Unfortunately, one of the plotters apparently had a brother-in-law among the peers, and sent him a discreet note warning him to be absent on the fateful day. The brother-in-law shared it with Robert Cecil, Earl of Salisbury, who shared it with the king. A search of the undercroft revealed poor Guy sitting beside 36 barrels of gunpowder, which, if potent, was enough to propel bits of the building into low earth orbit. Subsequent torture failed to extract from Fawkes the names of his conspirators; but they were located and killed, anyway, when they hastily left London in an attempt to rouse the natives. The Magna Carta and subsequent updates to English law apparently lacked an Eighth Amendment; Fawkes died horribly. So much for the so-called Gunpowder Plot.
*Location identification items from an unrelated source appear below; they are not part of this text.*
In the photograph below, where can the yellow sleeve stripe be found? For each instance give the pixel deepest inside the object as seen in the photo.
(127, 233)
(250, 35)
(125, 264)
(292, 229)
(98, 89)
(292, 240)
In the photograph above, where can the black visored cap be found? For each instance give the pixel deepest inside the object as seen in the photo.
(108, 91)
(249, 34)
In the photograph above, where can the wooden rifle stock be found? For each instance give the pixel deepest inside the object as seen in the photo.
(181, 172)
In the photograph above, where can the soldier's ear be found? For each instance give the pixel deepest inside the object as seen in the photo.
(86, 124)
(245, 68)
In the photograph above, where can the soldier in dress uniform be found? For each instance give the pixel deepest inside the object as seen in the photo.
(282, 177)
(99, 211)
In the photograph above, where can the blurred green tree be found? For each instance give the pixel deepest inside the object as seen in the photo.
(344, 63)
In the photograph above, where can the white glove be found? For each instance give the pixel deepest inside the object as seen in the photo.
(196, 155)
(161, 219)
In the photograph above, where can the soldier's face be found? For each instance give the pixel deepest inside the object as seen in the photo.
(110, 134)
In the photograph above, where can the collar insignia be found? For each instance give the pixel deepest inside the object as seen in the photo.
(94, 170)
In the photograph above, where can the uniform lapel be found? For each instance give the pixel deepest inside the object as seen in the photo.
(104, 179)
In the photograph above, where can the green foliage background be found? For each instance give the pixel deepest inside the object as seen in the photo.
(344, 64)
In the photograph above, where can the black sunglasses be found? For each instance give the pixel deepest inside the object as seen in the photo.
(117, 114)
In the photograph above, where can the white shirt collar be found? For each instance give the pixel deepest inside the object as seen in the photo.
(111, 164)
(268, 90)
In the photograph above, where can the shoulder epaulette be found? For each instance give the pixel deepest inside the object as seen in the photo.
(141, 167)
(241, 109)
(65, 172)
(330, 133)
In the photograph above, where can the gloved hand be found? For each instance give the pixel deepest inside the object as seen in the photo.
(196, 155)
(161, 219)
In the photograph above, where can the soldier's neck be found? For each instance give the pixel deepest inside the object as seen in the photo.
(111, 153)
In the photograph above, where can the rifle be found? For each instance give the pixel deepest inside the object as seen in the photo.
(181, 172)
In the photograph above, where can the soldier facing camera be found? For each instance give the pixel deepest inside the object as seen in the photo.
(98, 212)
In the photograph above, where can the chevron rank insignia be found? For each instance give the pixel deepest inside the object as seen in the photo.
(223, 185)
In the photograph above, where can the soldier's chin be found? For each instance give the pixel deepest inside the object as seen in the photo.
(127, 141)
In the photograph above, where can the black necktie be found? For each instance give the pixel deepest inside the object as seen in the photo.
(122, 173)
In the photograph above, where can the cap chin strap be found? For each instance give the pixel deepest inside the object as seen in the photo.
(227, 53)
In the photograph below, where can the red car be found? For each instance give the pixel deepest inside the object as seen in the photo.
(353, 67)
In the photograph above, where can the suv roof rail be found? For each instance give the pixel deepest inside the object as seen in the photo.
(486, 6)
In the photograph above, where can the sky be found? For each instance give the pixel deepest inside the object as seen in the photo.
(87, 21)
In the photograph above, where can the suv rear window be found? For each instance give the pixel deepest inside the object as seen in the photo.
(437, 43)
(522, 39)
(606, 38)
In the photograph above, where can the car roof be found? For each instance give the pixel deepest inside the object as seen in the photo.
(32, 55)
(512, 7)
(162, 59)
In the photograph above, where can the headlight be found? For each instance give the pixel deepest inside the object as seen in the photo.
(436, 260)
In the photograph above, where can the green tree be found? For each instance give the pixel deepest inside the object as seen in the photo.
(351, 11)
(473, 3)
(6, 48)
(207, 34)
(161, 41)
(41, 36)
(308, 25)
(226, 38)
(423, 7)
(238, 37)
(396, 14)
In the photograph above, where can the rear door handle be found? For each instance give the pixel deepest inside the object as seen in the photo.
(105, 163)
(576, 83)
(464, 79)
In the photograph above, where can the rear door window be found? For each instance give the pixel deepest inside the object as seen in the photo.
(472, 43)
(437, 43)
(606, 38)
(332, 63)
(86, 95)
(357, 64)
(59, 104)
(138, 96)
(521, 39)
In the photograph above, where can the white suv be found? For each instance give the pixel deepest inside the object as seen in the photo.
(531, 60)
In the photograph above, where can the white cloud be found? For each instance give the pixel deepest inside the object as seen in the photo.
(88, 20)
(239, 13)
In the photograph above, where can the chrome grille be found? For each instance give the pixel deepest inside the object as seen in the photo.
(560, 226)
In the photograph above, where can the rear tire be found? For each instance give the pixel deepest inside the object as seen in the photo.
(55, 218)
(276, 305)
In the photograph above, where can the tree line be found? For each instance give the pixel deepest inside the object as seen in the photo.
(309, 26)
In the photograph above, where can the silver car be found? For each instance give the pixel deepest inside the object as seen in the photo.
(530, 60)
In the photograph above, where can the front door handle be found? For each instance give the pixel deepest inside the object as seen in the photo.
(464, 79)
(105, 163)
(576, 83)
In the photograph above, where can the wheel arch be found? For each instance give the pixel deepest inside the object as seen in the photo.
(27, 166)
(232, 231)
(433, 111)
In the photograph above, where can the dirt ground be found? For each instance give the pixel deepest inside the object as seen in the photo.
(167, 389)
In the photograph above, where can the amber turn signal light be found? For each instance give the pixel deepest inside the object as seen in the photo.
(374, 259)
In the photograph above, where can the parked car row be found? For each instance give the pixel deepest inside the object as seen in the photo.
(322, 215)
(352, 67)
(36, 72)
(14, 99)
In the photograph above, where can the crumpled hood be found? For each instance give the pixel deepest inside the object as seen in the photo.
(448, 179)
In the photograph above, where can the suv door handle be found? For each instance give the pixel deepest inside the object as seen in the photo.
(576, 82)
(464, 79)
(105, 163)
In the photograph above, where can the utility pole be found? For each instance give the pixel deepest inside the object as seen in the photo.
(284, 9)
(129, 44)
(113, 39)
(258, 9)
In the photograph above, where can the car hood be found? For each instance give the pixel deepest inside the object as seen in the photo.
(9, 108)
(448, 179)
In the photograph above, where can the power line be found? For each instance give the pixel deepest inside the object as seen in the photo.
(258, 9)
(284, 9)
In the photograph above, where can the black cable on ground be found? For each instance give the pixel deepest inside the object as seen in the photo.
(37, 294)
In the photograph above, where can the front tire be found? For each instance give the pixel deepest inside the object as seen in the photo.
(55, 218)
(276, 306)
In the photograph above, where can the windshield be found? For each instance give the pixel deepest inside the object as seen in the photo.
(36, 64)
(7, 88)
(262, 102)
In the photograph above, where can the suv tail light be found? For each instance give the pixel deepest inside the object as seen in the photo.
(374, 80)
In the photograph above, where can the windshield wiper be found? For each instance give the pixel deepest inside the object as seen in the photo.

It’s still commemorated today in most of Great Britain and a few spots in Canada, with fireworks, bonfires, and ceremonial torchings of Guy Fawkes effigies. Before each fall’s opening day of Parliament, the Yeoman of the Guard inspects the cellars to assure everyone that there are no explosives stored down there. And the commemoration appears to have spawned a copycat.

The computer hackers’ collective known as Anonymous has scheduled a “Million-Mask March” for November 5, Guy Fawkes Day. They urge participants to wear the iconic Guy Fawkes mask – you can look it up on-line – and peacefully protest a multitude of corporate and government sins, from repressive laws to big pharmaceutical companies to genetically modified foods. The organizer of the rally (while insisting that it’s not organized) says that it’s “not only a protest showing our strength in numbers, it is as well the issuance of a warning to the powers that be.” Kind of a liberal tea party; it’s safe to say that Eric Snowden is not a traitor, or even a felon, in this company. Apparently peaceful, if cybernetically a bit fierce, these hackers have the potential to do a great deal of damage, if they wish, to organizations or governments that have in some way earned their surveillance or interference. They’re a reminder that the expectation of privacy is pretty much a thing of the past. Not too bad a thing, in my opinion. Remember what our parents used to tell us about not writing anything you wouldn’t want to see in the newspaper?